Election day is just a few short weeks away and West Virginia’s political identity is up for grabs. For the first time in more than 50 years, there is a real chance that the next Senator from West Virginia will be a Republican, not a Democrat. West Virginia has an open seat vacated by Mr. Rockefeller, and the race for the coveted seat has been heating up.
Shelly Moore Capito (R), who now holds a seat in Congress, and Natalie Tennant (D), West Virginia’s current Secretary of State, are both running energetic campaigns around the state. However, Capito has been pulling away of late in large part due to a barrage of television ads her campaign has run attacking Tennant on her endorsement of ObamaCare and her desire to “just be in office” no matter of position.

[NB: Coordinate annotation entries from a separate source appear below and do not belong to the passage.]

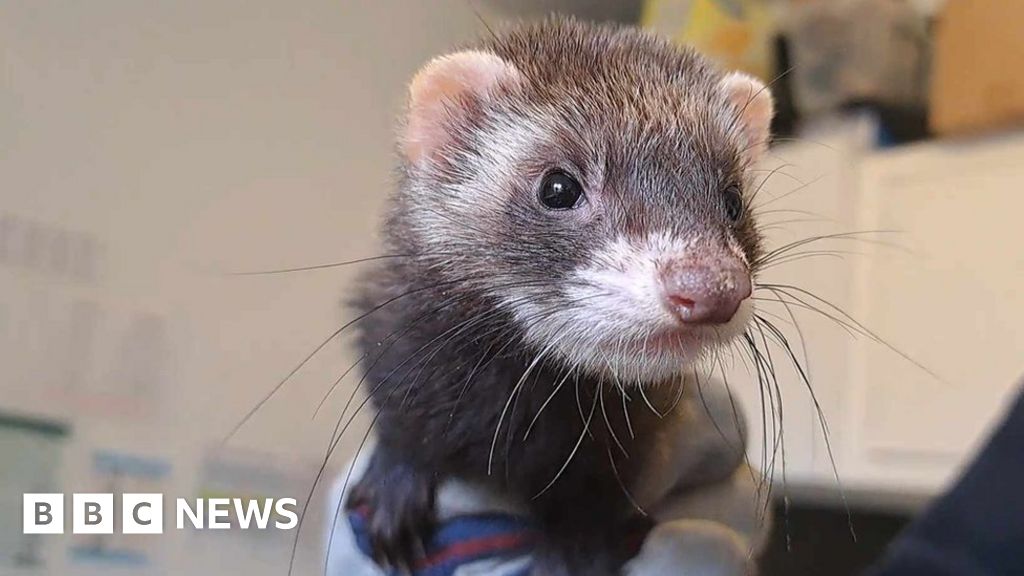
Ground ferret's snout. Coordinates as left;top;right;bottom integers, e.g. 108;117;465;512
659;258;751;324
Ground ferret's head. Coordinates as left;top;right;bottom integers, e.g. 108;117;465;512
393;19;772;382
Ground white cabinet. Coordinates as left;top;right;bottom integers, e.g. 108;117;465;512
730;121;1024;505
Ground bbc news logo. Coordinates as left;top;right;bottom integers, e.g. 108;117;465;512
23;494;299;534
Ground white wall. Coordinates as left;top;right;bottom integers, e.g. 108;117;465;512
0;0;481;574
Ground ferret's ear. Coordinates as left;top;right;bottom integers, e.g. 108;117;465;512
721;72;775;161
400;50;519;164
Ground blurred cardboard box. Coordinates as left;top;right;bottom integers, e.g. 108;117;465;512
931;0;1024;134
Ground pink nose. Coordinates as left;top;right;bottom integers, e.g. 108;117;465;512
662;260;751;324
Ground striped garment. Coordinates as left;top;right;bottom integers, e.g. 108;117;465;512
348;508;537;576
325;381;770;576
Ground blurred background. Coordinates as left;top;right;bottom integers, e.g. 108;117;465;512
0;0;1024;575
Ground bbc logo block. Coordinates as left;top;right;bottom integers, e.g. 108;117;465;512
22;494;63;534
22;494;164;534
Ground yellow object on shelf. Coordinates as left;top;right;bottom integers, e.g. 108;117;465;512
643;0;775;78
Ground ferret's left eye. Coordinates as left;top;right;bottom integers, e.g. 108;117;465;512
540;170;583;210
725;184;743;221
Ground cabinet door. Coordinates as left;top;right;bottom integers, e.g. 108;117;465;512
847;134;1024;493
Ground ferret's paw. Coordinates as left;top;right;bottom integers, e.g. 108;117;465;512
346;455;436;572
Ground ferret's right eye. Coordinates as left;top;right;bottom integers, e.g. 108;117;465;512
540;170;583;210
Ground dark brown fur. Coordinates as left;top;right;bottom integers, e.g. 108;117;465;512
349;19;760;576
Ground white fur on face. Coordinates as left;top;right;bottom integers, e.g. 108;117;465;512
506;228;754;384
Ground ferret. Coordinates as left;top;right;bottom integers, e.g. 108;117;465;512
345;18;773;576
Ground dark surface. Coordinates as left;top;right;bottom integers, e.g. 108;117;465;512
761;498;910;576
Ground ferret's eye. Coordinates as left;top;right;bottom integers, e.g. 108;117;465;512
540;170;583;210
725;184;743;221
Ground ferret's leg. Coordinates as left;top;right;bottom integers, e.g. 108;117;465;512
345;445;437;570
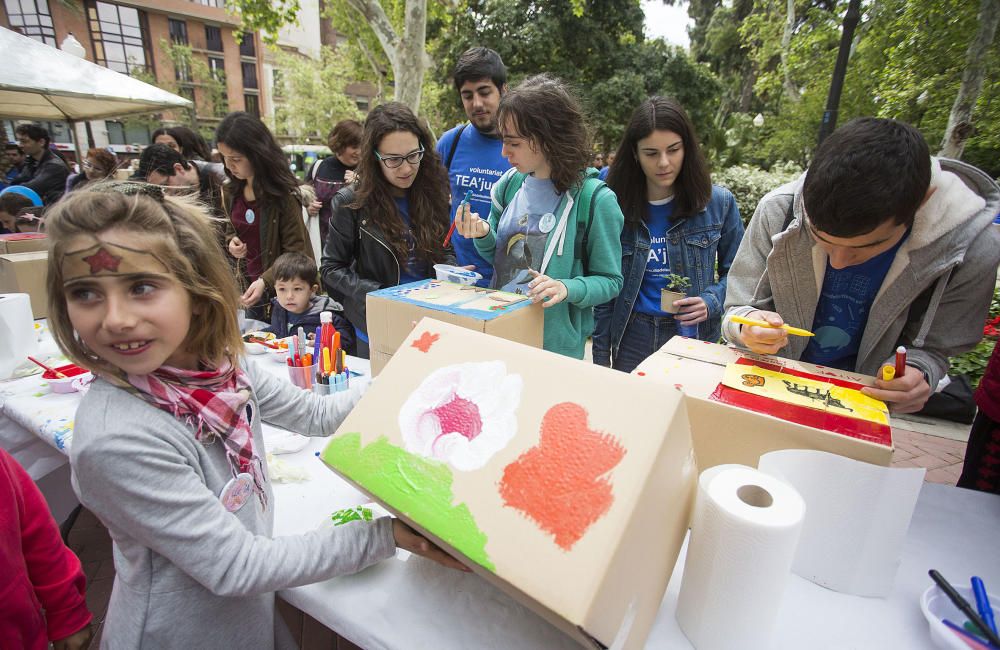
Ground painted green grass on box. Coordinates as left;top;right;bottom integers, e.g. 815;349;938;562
322;433;495;571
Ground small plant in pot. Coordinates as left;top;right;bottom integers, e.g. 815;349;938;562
660;273;691;314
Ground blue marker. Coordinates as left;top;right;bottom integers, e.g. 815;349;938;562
972;576;997;634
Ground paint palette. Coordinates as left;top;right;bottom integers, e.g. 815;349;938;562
322;318;695;648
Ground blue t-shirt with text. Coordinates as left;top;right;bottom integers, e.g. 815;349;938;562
437;124;510;287
635;197;674;316
802;231;910;370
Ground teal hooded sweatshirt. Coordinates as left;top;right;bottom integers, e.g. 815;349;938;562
475;169;625;359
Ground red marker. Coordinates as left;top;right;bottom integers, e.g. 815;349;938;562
896;345;906;378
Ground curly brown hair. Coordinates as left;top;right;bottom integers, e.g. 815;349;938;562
497;74;591;192
351;102;451;266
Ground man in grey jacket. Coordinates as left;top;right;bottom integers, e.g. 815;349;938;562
723;118;1000;413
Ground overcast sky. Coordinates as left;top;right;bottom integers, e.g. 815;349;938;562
642;0;690;47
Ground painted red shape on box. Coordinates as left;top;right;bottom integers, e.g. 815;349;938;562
410;332;441;354
500;402;625;551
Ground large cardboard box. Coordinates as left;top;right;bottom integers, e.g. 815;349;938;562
0;232;49;255
322;318;696;649
366;280;544;376
633;336;892;471
0;251;49;318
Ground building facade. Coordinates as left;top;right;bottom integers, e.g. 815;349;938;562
0;0;267;155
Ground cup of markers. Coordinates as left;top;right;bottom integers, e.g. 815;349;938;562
285;312;350;395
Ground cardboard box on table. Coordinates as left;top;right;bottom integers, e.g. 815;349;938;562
0;232;49;255
633;336;892;471
366;280;544;377
322;318;696;648
0;251;49;318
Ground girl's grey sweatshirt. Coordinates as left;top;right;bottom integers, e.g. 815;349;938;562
70;356;395;650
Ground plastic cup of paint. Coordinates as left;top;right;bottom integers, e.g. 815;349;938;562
434;264;483;285
42;364;94;393
286;363;319;390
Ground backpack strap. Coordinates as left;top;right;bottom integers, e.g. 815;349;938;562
573;178;607;275
780;194;795;232
444;122;469;171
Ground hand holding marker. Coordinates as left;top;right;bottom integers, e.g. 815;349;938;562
441;190;472;248
729;316;816;336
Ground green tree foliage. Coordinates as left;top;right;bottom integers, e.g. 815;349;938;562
274;47;363;142
434;0;719;151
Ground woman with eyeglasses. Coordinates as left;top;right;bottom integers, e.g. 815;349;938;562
320;102;455;358
66;148;118;192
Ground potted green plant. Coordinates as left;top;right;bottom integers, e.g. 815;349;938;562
660;273;691;314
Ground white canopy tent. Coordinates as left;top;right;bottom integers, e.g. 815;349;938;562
0;28;191;160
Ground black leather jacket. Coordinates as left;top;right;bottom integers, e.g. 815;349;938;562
320;186;455;333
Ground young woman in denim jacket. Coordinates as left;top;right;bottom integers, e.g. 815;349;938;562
593;97;743;372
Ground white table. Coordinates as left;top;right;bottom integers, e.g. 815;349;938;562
0;346;1000;650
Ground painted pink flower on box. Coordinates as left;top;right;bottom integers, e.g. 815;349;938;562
399;361;523;472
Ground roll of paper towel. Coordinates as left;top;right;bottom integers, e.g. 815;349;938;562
677;465;805;650
0;293;38;379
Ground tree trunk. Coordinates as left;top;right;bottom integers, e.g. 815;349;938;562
781;0;799;102
347;0;429;114
938;0;1000;158
393;0;427;114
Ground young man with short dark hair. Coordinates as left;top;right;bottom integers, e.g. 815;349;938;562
723;118;1000;413
132;144;225;218
437;47;510;287
11;124;69;206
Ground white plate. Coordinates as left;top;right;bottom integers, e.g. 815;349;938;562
261;424;309;456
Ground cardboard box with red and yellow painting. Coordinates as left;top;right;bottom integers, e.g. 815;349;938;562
365;280;544;377
322;318;696;648
632;336;892;471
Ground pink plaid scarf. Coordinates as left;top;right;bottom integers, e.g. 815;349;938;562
125;359;267;508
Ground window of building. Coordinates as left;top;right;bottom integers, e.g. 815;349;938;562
240;61;257;88
167;18;188;45
243;95;260;117
205;25;222;52
240;34;257;57
87;1;151;74
104;120;128;144
208;56;226;83
4;0;57;47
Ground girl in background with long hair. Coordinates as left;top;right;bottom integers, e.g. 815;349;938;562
593;97;743;372
320;102;455;358
215;112;315;321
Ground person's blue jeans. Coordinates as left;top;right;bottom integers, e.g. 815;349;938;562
612;312;698;372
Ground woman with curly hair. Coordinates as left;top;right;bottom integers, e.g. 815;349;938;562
455;75;624;359
320;102;455;358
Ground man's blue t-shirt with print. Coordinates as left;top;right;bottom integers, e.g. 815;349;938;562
634;197;674;316
802;231;910;370
437;124;510;287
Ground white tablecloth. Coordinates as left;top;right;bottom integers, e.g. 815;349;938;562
0;346;1000;650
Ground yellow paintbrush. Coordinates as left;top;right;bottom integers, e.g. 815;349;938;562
729;316;816;336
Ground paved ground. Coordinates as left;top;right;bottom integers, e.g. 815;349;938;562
69;422;968;650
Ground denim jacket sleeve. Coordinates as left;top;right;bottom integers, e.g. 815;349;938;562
701;186;743;318
591;297;618;366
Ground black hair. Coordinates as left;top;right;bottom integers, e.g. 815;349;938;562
215;111;299;205
497;74;593;192
802;117;931;237
135;144;191;180
271;253;319;287
14;124;52;149
608;97;712;228
351;102;451;266
452;47;507;92
326;120;364;155
0;191;34;216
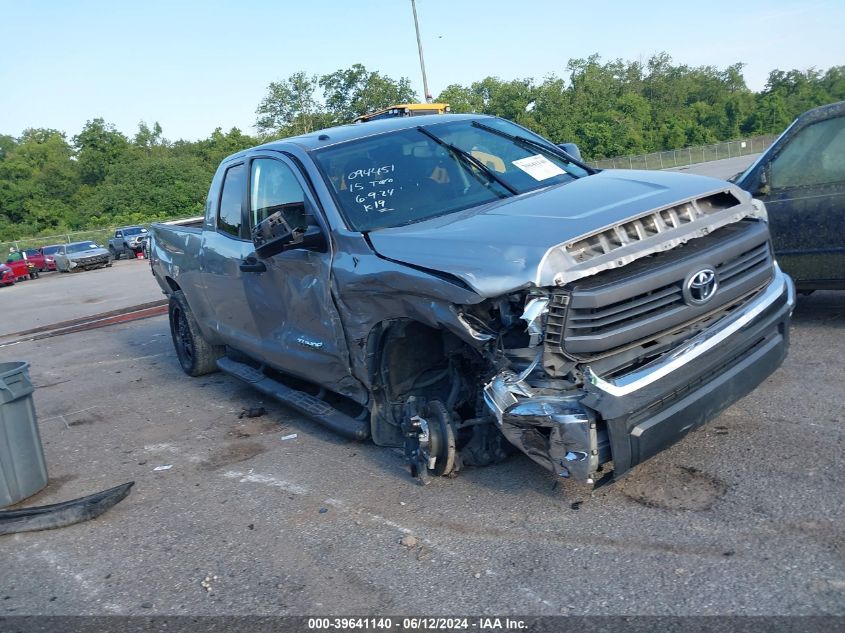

What seems to be getting eclipsed in this heated contest is where the candidates stand on social welfare programs that many West Virginians benefit from. For example, while Tennant is an avid supporter of the Affordable Care Act, Capito has repeatedly voted to repeal the ACA. Yet 104,827 West Virginia residents have been added to Medicaid since the ACA-fueled expansion of Medicaid on January 1st, according to the state Department of Health and Human Resources. Even so, West Virginia still has over 270,000 residents without basic health care coverage, according to Tennant.
So, why is Capito ahead in the polls given her conservative stance on health care? One Harrison County resident says she believes that Tennant is suffering in the polls because voters connect her with President Obama, who has negative ratings in West Virginia.
“When people hear the word Democrat, they automatically think of Obama, an Anti-Christ in some people’s eyes around here,” says Sara Logsdon, a resident of Harrison County.
West Virginia is known around the country as a conservative state and Capito has used that to her advantage by painting Tennant as an Obama apologist. Harrison County, in the heart of West Virginia, is an important county from an election perspective. Over 69,000 people live in Harrison County, a good chunk of the 1.8 million in the state of West Virginia.
Susan Thomas, Harrison County Clerk, suggested voter apathy in recent elections.
“I just think with the negative commercials, all of the negativity around the political world in general is not helping the democratic process,” said Thomas.
Some have tried to sign up for ObamaCare, but were locked out before they could get coverage. Lisa King has had many issues with the signup process.
“I have tried and tried to sign up,” said Lisa, “but it just locks me out at the end every single time.”
I recently spoke to Jeffery Worsham, a political science professor at West Virginia University, and asked him about the disconnect between the current polling numbers and Capito’s clear voting record against the working class and poor.
“Simple answer, voters aren’t rational,” said Worsham. “Voters cast a ballot influenced by other factors, many of which have no actual effect on them but for some reason resonate anyway.”
It’s a simple answer to a complex question- West Virginian’s vote irrationally.